The TES online forums are a hotbed of debate. Here is just a taste of what users are saying this week. Join the discussion at: www.tes.co.ukstaffroom ARE Parents responsible for pupils' misbehaviour?

Nomad: A survey of 500 primary and secondary teachers for the Teachers' TV channel found 80 per cent blamed discipline problems at school on a lack of parental control.

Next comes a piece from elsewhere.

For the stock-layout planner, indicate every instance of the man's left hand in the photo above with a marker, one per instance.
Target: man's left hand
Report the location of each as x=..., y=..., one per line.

Damn right Cazann: Damn you, sir, for daring to suggest that I must take responsibility for child's behaviour just because I've been the single, most influential factor in his life!

ARE WE TEACHERS OR SOCIAL WORKERS?

JW: What with the child protection legislation emerging from Every Child Matters and the extended schools initiatives, it seems like the time we have for teaching is pushed out by all the other things we must worry about first.

Moroba: After my first three years now in the UK, I think this place is smashing in terms of being a parent. All you have to do is breed. Everyone else takes care of having to raise the offspring, especially the teachers, and you get all the credit as a parent when things go well while everyone else - especially the teachers - gets blamed when things go wrong.

Apple_a_day: The Government believes us all to be incompetent. They get involved at every opportunity and when things go wrong blame it on the easiest targets - teachers, parents, nurses, police.

364-DAY SCHOOL YEAR PlymouthMaid: It could halve the class sizes and sort out all the unemployed teachers in one fell swoop.

Grouch: I can see the benefit in having two shifts, for primary schools at any rate: 8.30am to 1pm and 1pm to 5.30pm, taught by two teams of teachers.

There'd be no need for planning preparation and assessment time as teachers could plan in the 45 minutes a day they work less.

GreatGrandDad: It was around 1965 that the idea of the extended college year was floated - that much increased utilisation of FE college buildings could be gained by a four-term structure that kept the college open for 50 weeks of the year. Each member of staff would work three of the four terms.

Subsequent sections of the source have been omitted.